Sul tema Bindel ha le idee chiare: «Sono stata un’attivista femminista contro la violenza maschile nei confronti delle donne dal 1979. Negli ultimi due decenni ho concentrato gran parte delle mie energie nella lotta per l’abolizione del commercio sessuale globale, a fianco di altre donne, molte delle quali sopravvissute allo sfruttamento», racconta la giornalista inglese che ha lavorato per The Guardian, NewStatesman, Bbc e Sky News. «Uno dei miti più perniciosi sul problema propagato dalla lobby del ‘settore’ è che questo non possa essere abolito». Perché esiste una vera e propria lobby dietro all’importante giro di soldi che «il mestiere più vecchio del mondo», come lo definiscono in tanti, frutta. «Molte persone, soprattutto uomini, ma anche alcune donne hanno un interesse particolare a proteggerlo». Con lo stesso identico mantra su cui insistono anche molti politici (anche progressisti e di sinistra): «Se avessi avuto un dollaro ogni volta che ho sentito dire che la prostituzione è sempre stata con noi e sempre lo sarà, le organizzazioni femministe non si troverebbero mai più a corto di fondi». Del resto «negli ultimi anni il commercio sessuale è stato rinominato per dare l’impressione che non sia nocivo». Espressioni come «vendere amore» o «sesso transazionale» cominciano infatti ad essere usate sempre più spesso. «Una terminologia che maschera la realtà di ciò che questo è: una persona, quasi sempre maschio, che ha rapporti sessuali con un’altra persona, quasi sempre femmina, senza desiderio reciproco», aggiunge Bindel.

L’EFFETTO NEGATIVO DELLA DECRIMINALIZZAZIONE
Oggi, il dibattito sull’argomento, svolto all’interno del mondo accademico, dei media, delle associazioni per i diritti umani e di genere, ha raggiunto un punto critico: si parla di decriminalizzare l’intero mercato, e rimuovere tutte le leggi relative al tema, da una parte.

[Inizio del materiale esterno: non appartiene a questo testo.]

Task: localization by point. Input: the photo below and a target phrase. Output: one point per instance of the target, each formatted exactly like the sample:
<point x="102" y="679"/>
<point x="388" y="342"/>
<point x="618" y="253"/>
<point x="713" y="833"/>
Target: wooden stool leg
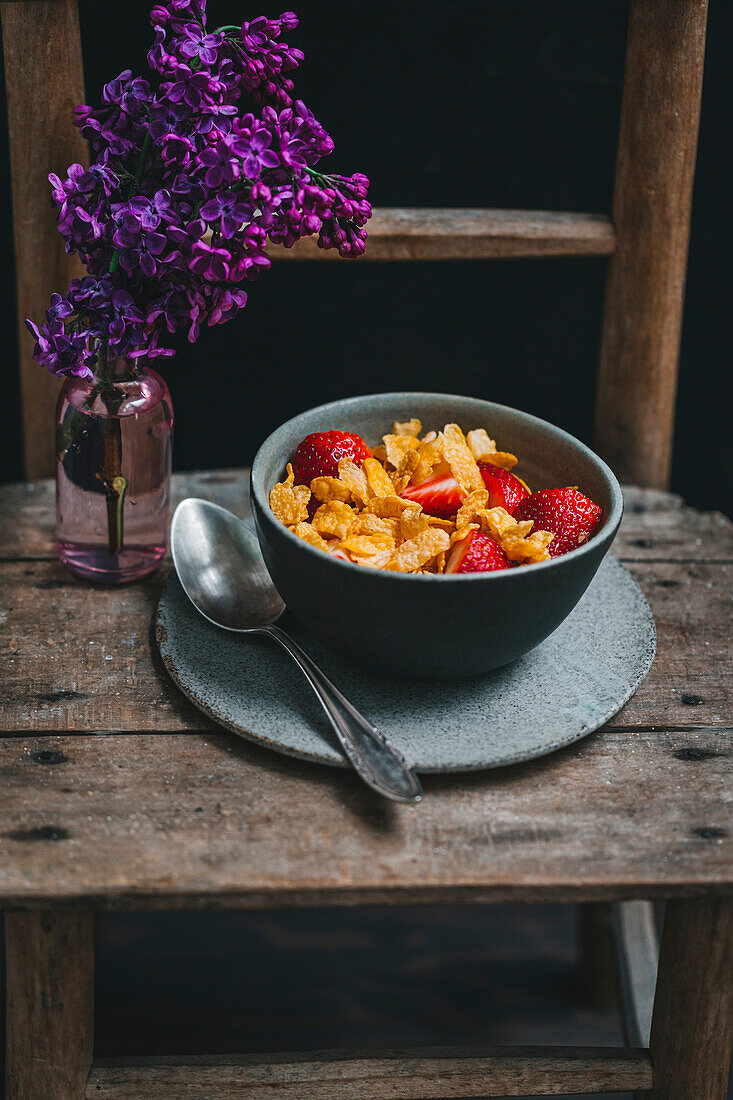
<point x="692" y="1023"/>
<point x="597" y="959"/>
<point x="652" y="202"/>
<point x="50" y="1004"/>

Oppure di criminalizzare l’acquisto di sesso secondo il Modello nordico (o neo-abolizionista) creato nel 1999 dalla Svezia e poi adottato da Norvegia, Islanda, Irlanda del Nord, Irlanda e Francia, dall’altra. Quest’ultimo – nato dalla presa d’atto dell’insuccesso del modello di “regolamentazione” della prostituzione legale- intende bloccare la domanda dell’acquisto del sesso, considerato una forma di violenza: a venire perseguito è il cliente che adesca sex worker. Viceversa, la vittima di sfruttamento non viene perseguita. Nel libro viene riportato l’effetto negativo che ha invece prodotto l’approccio opposto in Paesi come Australia, Germania, Olanda, Austria, Nord America e Nuova Zelanda: «Non c’è prova di alcuna diminuzione della violenza, della diffusione dell’HIV o del numero di donne uccise nel mercato legale del sesso mentre ci sono prove che i diritti e la libertà promessi sono andati ai proprietari dei bordelli e ai compratori». A sostenere, però, questo tipo di orientamento ci sono anche l’Organizzazione mondiale della sanità, Human Right Watch e Amnesty International. «Ritieniamo che la ricerca, l’acquisto, la vendita e l’adescamento per il sesso a pagamento debbano essere atti al riparo dall’interferenza dello Stato fintantoché non sussistano minacce, coercizione o violenza associate a tali atti. Gli uomini e le donne che comprano sesso da adulti consenzienti esercitano la propria autonomia personale», si legge nel documento di Amnesty. Intervento che Bindel chiaramente non condivide: «Se l’ong rimane fedele ai suoi principi dovrebbe concentrarsi su coloro i cui diritti umani sono violati, nel caso della prostituzione le donne, invece di quelli, come gli acquirenti del sesso e i protettori, che credono che sia loro diritto umano non rispettare quelli degli altri».